Note that from CIN 1, the most likely transition is to HPV, although remaining in CIN 1 is also frequent. Cervical Cancer (CVX CA) is reached only from CIN 2,3 and has an annual risk of death of 3.5%. If this table were used as depicted, both Well and Dead would be absorbing Markov states. Therefore, a time-dependent general population risk of death must be added. At 35, the annual risk of death is 0.17%, rising annually according to the Gompertz exponential function. At 84, the risk of death is 10%. Table 4.9 shows the experience over 10 years of 10,000 women aged 35 with CIN 1, according to the Markov model with the rising general death rate. In 1 year many women are well or have persistent HPV; none has cervical cancer because the model forces a transition to CIN 2,3 beforehand. CVX CA begins to appear at 37 and rises slowly.
Over an expected lifetime, the Markov model yields a probability of being in each state as shown in Figure 4.4. The Well cohort rises rapidly, and falls slowly as the natural death rate rises over time. The Well and Dead cohorts show the typical sigmoid functions. CIN 2,3 peaks at age 40, whereas CVX CA peaks at age 60 (149 prevalent cases). This is due to the relatively small excess mortality of CVX CA, and the structural assumptions in the Markov model in Figure 4.3 that has a patient remain in the CVX CA state until death. New cases of cervical cancer peak at age 41. One could extend the model by incorporating a state reflecting long-term survival from cervical cancer, but this would necessitate keeping track of how long each cohort member had had the cancer diagnosis. Modeling software can handle such issues, but the stochastic process becomes a semi-Markov model with attendant complexity.

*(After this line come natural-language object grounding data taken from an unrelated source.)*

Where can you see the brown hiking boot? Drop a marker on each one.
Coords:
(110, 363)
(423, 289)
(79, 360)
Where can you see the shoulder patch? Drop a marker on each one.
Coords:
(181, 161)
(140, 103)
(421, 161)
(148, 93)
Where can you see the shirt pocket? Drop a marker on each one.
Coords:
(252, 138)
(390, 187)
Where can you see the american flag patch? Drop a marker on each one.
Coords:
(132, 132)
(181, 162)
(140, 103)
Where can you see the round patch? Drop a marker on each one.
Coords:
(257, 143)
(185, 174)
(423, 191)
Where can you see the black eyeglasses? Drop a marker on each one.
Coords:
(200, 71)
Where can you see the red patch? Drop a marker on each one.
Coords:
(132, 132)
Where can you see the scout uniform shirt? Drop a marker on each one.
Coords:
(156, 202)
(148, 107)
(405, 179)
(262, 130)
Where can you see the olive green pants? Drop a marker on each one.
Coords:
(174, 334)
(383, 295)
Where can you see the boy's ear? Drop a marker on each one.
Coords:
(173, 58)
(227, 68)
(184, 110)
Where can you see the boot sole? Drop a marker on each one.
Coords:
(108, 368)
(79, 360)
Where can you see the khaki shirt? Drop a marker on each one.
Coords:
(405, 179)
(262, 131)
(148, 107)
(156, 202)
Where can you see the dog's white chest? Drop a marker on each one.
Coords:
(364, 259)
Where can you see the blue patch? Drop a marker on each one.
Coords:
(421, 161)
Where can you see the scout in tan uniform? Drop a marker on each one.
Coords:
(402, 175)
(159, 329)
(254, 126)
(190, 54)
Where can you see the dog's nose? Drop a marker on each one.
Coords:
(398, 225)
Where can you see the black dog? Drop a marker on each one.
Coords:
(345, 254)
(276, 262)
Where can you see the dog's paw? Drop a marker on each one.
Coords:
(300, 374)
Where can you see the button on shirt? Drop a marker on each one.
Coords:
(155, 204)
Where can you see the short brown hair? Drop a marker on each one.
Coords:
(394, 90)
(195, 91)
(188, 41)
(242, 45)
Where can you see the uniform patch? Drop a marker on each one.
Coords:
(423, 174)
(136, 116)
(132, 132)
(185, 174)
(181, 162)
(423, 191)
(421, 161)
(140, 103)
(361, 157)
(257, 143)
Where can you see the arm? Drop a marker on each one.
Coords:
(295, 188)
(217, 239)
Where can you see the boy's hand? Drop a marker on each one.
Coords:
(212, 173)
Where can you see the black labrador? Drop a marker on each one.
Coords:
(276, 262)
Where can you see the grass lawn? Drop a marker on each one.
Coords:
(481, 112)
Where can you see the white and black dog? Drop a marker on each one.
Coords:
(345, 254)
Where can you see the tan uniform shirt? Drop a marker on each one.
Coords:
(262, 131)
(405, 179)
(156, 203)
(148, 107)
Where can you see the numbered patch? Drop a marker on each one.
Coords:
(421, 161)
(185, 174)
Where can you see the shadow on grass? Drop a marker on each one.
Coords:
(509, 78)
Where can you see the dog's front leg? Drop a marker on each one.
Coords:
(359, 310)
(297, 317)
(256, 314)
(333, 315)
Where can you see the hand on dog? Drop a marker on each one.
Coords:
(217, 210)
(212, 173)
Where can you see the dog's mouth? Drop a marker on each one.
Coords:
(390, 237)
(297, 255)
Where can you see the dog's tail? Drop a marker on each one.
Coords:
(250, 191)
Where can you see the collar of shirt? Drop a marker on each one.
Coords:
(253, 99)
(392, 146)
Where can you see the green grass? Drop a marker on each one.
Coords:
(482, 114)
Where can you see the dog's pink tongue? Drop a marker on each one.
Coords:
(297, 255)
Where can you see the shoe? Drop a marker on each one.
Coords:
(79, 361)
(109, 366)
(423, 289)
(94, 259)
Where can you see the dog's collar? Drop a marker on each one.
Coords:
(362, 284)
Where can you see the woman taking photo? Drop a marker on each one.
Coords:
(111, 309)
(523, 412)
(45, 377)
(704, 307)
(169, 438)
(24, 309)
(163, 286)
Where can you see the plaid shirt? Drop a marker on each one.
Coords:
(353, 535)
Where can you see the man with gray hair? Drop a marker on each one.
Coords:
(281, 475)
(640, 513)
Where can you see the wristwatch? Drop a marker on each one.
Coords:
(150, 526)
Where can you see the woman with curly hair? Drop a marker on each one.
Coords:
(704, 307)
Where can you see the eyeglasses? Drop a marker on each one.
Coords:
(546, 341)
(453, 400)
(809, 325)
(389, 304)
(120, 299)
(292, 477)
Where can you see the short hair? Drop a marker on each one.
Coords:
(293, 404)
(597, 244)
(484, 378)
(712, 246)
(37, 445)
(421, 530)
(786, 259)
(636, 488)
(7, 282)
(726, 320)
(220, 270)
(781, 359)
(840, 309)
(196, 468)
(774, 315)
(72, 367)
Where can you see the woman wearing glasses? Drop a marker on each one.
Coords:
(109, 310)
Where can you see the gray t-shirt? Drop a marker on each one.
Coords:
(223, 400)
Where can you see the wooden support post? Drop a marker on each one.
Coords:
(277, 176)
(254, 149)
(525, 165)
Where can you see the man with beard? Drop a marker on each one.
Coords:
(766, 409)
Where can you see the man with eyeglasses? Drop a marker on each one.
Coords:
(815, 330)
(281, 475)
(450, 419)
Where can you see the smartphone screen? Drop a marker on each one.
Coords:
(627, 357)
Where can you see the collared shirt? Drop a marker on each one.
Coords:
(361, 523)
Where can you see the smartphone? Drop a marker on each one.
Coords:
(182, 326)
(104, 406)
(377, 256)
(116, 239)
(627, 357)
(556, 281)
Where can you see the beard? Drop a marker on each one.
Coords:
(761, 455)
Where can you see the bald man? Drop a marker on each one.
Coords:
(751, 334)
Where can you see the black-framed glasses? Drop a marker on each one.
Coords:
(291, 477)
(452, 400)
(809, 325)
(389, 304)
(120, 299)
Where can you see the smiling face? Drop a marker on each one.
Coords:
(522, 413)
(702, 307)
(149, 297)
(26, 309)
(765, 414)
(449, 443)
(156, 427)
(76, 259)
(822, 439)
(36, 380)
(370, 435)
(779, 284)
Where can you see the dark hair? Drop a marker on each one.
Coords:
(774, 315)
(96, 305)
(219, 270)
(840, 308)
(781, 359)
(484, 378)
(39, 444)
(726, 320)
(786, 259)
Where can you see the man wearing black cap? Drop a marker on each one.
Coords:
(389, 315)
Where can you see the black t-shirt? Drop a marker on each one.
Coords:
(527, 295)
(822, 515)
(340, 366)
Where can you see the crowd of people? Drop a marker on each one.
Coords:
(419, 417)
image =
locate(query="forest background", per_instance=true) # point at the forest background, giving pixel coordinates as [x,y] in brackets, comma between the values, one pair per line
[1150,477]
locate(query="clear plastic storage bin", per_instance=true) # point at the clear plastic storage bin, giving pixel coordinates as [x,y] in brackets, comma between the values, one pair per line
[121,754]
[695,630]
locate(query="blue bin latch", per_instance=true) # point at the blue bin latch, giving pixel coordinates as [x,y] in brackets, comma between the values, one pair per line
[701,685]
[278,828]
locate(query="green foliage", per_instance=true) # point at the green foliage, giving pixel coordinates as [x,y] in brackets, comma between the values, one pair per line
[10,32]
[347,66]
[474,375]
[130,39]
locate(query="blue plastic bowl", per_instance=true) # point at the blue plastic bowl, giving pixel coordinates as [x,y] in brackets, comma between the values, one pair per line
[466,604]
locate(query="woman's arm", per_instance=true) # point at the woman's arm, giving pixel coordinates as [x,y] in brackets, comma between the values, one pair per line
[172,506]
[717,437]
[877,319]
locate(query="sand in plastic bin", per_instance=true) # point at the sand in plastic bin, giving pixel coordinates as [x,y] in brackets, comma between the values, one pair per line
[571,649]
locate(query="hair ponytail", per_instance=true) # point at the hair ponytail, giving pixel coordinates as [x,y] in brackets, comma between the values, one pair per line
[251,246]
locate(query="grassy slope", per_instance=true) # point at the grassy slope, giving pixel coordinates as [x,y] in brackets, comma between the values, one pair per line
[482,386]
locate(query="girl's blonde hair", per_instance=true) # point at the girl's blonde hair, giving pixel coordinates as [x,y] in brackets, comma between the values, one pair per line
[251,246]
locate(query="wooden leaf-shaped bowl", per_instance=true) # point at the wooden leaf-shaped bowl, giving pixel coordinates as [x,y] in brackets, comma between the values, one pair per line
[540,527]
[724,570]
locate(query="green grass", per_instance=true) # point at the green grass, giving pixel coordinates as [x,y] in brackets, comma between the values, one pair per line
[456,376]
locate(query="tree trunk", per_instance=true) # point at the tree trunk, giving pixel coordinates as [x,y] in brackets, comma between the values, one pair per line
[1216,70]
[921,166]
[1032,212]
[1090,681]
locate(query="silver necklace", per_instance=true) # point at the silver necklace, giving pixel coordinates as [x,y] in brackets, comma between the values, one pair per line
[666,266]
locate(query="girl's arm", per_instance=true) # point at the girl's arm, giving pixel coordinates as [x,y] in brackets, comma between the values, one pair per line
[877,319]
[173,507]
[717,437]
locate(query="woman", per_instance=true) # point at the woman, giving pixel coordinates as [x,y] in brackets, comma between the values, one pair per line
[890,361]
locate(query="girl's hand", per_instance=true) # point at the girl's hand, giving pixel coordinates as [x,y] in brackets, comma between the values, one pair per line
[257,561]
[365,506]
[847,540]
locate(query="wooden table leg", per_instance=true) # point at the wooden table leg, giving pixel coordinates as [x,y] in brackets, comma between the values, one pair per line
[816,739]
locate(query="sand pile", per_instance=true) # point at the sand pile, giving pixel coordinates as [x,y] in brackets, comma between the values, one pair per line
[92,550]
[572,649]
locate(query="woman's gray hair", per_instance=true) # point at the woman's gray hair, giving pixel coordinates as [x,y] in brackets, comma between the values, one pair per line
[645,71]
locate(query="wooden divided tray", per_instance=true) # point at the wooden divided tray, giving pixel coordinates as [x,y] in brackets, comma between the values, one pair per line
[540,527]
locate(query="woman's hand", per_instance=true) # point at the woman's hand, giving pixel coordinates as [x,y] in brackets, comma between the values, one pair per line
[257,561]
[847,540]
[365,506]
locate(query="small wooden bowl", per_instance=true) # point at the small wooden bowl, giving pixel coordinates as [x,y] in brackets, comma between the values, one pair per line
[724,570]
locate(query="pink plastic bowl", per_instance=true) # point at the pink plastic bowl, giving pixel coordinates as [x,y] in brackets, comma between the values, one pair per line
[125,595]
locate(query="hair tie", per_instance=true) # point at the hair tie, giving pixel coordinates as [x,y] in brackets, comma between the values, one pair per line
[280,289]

Figure 4.4 Natural history of CIN 1 example.
Baseline results from this model are presented in Table 4.10. Averaged over a cohort, the patient with CIN 1 in this model can expect to live 1.63 years in that state, 33 years well, 3.56 years with persistent HPV, 3 years with CIN 2,3, and 0.55 years with CVX CA. Of course, no single patient has precisely this experience. A Monte Carlo simulation of 10,000 patients shows that the average number of cancer cases in this cohort is 356, with 95% of the simulations ranging between 335 and 378.
Sensitivity analysis can be conducted on Markov transition probabilities, and modern software easily supports this. A linked sensitivity analysis, moving probability estimates to the upper end (worst case) of their ranges, generates the results found in Table 4.11. In this formulation the transition from CIN 1 to CIN 2,3 is much higher, the 5-year survival from CVX CA is 63% vs. a baseline of 84%, and the transition from CIN to cancer is doubled. Monte Carlo analysis shows a mean 1147 invasive cancers (95% range 1126 to 1161).
Goldie et al.’s more complete Markov formulation incorporates quality adjustments, effects of screening, and a primary focus on the role of vaccination to prevent persistent HPV and resulting CIN and downstream sequelae. It also has an extensive cost model. Later chapters in this text will illustrate how costs and structural interventions can modify Markov and other stochastic models to generate sophisticated analyses of pharmacoeconomic problems.